Pattern-based embedding
The pattern-based embedding modules offers to functionality to construct a
pattern-based embedding. It only requires a few lines of code to embed a
time series via the PatternBasedEmbedder.
First, you need to import the package as follows
>>> from patsemb import pattern_based_embedding
Next, let us initialize a random time series using numpy.
>>> import numpy as np
>>> time_series = np.random.rand(1000)
It now only takes two lines to embed the time series: one line to initialize the pattern-based embedder, and one line to call the fit_transform method!
>>> pattern_based_embedder = pattern_based_embedding.PatternBasedEmbedder()
>>> embedding = pattern_based_embedder.fit_transform(time_series)

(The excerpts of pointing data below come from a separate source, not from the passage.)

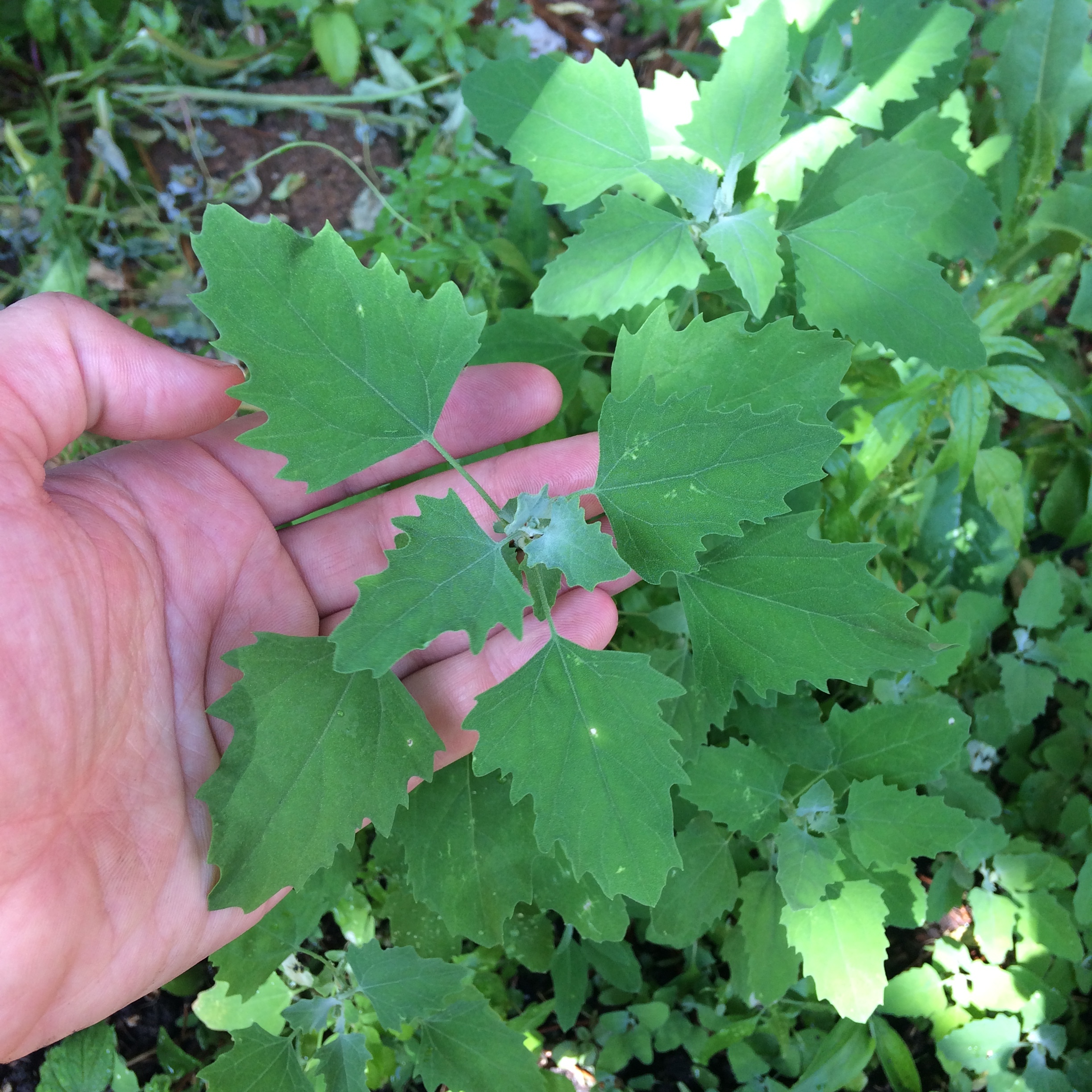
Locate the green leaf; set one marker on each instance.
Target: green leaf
(771, 368)
(447, 575)
(1040, 57)
(629, 255)
(897, 1061)
(888, 826)
(1024, 389)
(997, 474)
(615, 961)
(601, 790)
(401, 985)
(862, 273)
(250, 959)
(580, 550)
(1041, 602)
(1046, 922)
(700, 891)
(844, 946)
(909, 745)
(534, 339)
(671, 474)
(580, 901)
(337, 40)
(467, 1046)
(258, 1062)
(778, 606)
(342, 1063)
(315, 752)
(995, 920)
(895, 45)
(806, 865)
(219, 1010)
(569, 974)
(740, 113)
(1027, 687)
(577, 128)
(791, 730)
(469, 851)
(81, 1063)
(771, 964)
(740, 786)
(350, 364)
(915, 993)
(693, 185)
(746, 244)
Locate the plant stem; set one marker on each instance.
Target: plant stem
(462, 470)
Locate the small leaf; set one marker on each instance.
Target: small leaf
(580, 550)
(401, 985)
(806, 865)
(768, 369)
(577, 128)
(448, 575)
(350, 364)
(862, 273)
(700, 891)
(342, 1063)
(746, 244)
(740, 786)
(258, 1062)
(778, 606)
(315, 752)
(740, 114)
(672, 474)
(469, 851)
(601, 790)
(888, 826)
(844, 945)
(630, 254)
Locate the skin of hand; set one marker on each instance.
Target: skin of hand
(126, 577)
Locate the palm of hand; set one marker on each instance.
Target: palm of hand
(124, 579)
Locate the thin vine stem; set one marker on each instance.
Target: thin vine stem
(363, 175)
(462, 470)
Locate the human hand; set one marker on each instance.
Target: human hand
(125, 578)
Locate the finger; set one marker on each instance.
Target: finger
(337, 550)
(447, 691)
(70, 367)
(491, 403)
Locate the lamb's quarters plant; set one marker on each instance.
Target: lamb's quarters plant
(840, 394)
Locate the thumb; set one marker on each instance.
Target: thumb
(68, 367)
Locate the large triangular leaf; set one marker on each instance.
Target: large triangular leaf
(258, 1062)
(888, 826)
(895, 45)
(700, 890)
(401, 985)
(671, 474)
(746, 244)
(448, 575)
(628, 255)
(778, 606)
(861, 272)
(315, 753)
(739, 115)
(768, 369)
(467, 1046)
(844, 945)
(350, 364)
(601, 777)
(469, 851)
(577, 128)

- class patsemb.pattern_based_embedding.PatternBasedEmbedder(discretizer: Discretizer = None, pattern_miner: PatternMiner = None, *, window_sizes: List[int] | int = None, relative_support_embedding: bool = True, n_jobs: int | None = None)[source]
Construct pattern-based embeddings for a (collection of) time series. This process consists of two steps:
Mine sequential patterns in symbolic representations of the time series. A symbolic representation will be generated for each provided window size, and patterns will be mined in symbolic representation independently. These results in multi-resolution patterns.

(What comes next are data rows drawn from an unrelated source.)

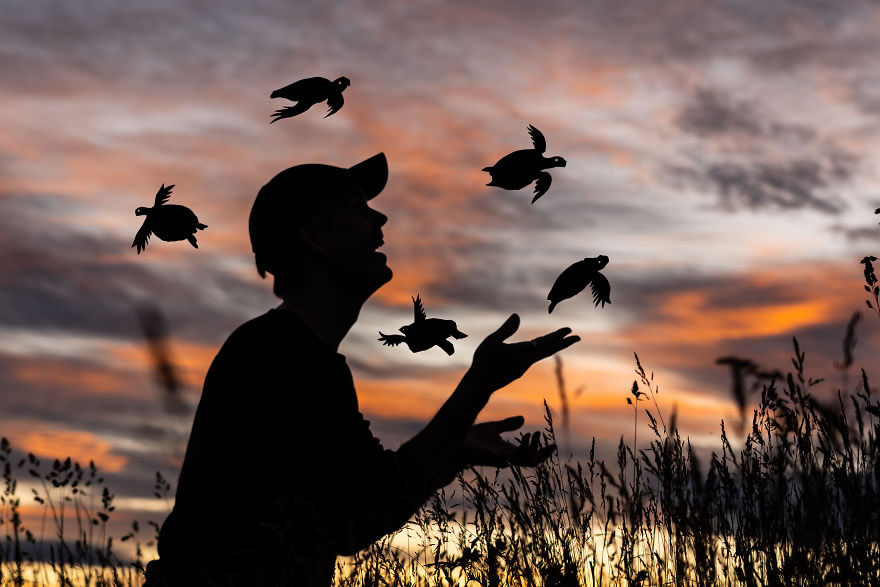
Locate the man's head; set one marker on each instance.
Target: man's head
(315, 218)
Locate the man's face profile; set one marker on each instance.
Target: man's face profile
(348, 241)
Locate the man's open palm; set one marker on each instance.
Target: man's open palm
(497, 363)
(483, 445)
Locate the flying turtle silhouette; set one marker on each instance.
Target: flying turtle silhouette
(520, 168)
(424, 333)
(576, 277)
(308, 92)
(168, 222)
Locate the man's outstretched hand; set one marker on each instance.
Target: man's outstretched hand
(497, 363)
(483, 445)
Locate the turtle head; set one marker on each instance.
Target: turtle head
(556, 162)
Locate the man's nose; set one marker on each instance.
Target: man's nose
(379, 218)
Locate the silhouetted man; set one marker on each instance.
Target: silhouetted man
(281, 473)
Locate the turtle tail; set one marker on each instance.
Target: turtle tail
(447, 347)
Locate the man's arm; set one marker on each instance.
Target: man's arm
(495, 365)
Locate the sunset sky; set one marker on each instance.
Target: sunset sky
(723, 155)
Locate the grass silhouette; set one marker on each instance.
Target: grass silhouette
(797, 502)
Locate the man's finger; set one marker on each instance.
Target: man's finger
(506, 331)
(555, 335)
(507, 424)
(552, 347)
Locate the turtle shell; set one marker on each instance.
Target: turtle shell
(517, 170)
(173, 223)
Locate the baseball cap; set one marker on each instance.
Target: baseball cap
(292, 198)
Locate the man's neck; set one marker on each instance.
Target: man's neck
(327, 312)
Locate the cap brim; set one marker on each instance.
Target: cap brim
(371, 174)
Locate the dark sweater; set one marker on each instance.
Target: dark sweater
(282, 473)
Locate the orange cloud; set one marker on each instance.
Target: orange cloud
(87, 379)
(55, 443)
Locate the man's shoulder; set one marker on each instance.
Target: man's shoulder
(265, 331)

Embed the time series values using the mined sequential patterns, which indicates at which positions in the time series a pattern occurs. The embedding will consist of one row for each mine pattern and one column for each observation in the time series. Therefore, each row corresponds to a feature and each column corresponds to a feature vector for a time series value.
- Parameters:
discretizer (Discretizer, default=SAXDiscretizer()) – The discretizer to convert time series into a symbolic representation of discrete symbols.

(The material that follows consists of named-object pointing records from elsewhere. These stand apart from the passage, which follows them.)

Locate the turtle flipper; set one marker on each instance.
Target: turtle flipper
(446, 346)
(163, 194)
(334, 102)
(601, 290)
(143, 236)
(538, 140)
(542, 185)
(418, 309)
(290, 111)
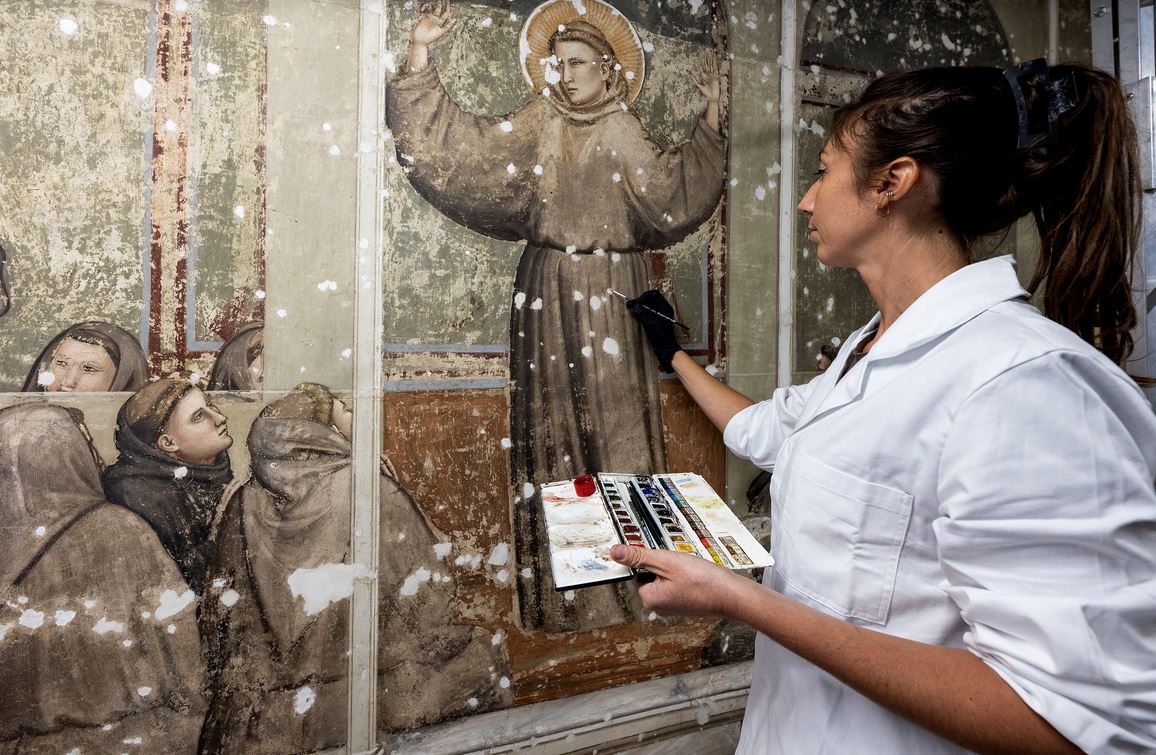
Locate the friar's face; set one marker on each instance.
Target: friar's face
(197, 431)
(76, 365)
(583, 71)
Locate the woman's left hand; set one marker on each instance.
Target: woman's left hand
(710, 82)
(684, 585)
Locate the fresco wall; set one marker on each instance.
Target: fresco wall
(184, 172)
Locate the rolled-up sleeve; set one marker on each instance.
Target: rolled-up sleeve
(757, 432)
(1047, 540)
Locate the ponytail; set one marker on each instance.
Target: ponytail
(1088, 215)
(1081, 184)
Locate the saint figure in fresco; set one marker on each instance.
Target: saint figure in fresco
(89, 356)
(98, 642)
(239, 362)
(172, 468)
(275, 623)
(576, 176)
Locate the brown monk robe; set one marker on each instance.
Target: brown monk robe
(275, 624)
(588, 192)
(98, 645)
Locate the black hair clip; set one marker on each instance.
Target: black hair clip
(1040, 101)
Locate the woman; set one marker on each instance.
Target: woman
(576, 175)
(89, 356)
(276, 658)
(239, 363)
(99, 643)
(964, 502)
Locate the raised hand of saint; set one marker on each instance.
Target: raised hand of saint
(710, 83)
(435, 22)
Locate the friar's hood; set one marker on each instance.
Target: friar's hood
(49, 476)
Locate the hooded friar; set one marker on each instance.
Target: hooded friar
(98, 642)
(274, 620)
(179, 500)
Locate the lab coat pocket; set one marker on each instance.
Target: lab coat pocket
(839, 539)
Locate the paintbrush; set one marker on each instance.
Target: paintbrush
(650, 309)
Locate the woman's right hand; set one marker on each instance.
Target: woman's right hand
(435, 21)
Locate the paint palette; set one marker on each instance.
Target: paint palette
(669, 511)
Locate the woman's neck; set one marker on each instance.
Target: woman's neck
(913, 261)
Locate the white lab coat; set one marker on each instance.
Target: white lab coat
(982, 479)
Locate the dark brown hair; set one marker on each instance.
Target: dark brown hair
(1082, 189)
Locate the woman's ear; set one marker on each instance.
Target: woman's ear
(165, 444)
(898, 178)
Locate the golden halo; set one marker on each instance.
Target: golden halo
(534, 43)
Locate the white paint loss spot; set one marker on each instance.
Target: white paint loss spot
(501, 553)
(31, 619)
(321, 586)
(414, 582)
(304, 700)
(172, 604)
(105, 627)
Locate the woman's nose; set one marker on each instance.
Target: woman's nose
(807, 204)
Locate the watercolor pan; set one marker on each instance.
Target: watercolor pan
(675, 511)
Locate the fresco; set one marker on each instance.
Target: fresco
(275, 621)
(575, 174)
(98, 642)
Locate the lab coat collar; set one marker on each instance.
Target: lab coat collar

pattern_miner (PatternMiner, default=QCSP()) – The pattern miner used to mine sequential patterns in the discrete representation
window_sizes (List[int], default=None) – The window sizes to use for discretizing the time series. If
Noneis provided, then the window size of ´´discretizer´´ will be used.relative_support_embedding (bool, default=True) – Whether to construct an embedding using the relative support or a binary value indicating if the pattern occurs in a subsequence.
n_jobs (int, default=None) – The number of parallel jobs to use for mining the patterns within the time series and constructing the pattern-based embedding.
- Variables:
fitted_discretizers (Dict[int, Discretizer]) – The fitted discretizers, which can be used for computing a symbolic representation of a time series. The key of each item in the dictionary equals the window size used for discretization, while the value equals the fitted discretizer.
patterns (Dict[int, List[np.array]) – The mined sequential patterns. The key of each item in the dictionary equals the window size in which the patterns were mined, while the value equals the mined patterns.
References
- fit(dataset: ndarray | List[ndarray], y=None) PatternBasedEmbedder[source]
Fit this pattern-based embedder using a (collection of) time series. This is achieved by mining patterns in the discrete representation of the given time series. If multivariate time series are given, then each time series must have the same dimension!
- Parameters:
dataset (np.ndarray of shape (n_samples, n_attributes) or list of np.ndarray of shape (n_samples, n_attributes)) – The (collection of) time series to use for fitting this pattern-based embedder. If a collection of time series is given, then each collection may have a different length. For univariate time series, the given numpy arrays may be one-dimensional.
y (Ignored) – Is passed for fitting the discretizer, but will typically not be used and is only present here for API consistency by convention.
- Returns:
self – Returns the instance itself
- Return type:
- fit_transform(time_series: ~numpy.ndarray, y=None, *, return_embedding_per_attribute: bool = False) -> (<class 'numpy.ndarray'>, typing.Optional[typing.List[numpy.ndarray]])[source]
Fit this PatternBasedEmbedder using the given time series (i.e., mine the patterns in the discrete representation of the time series) and immediately transform the time series into a pattern-based embedding.
- Parameters:
time_series (np.ndarray of shape (n_samples, n_attributes)) – The multivariate time series to transform into a pattern-based embedding.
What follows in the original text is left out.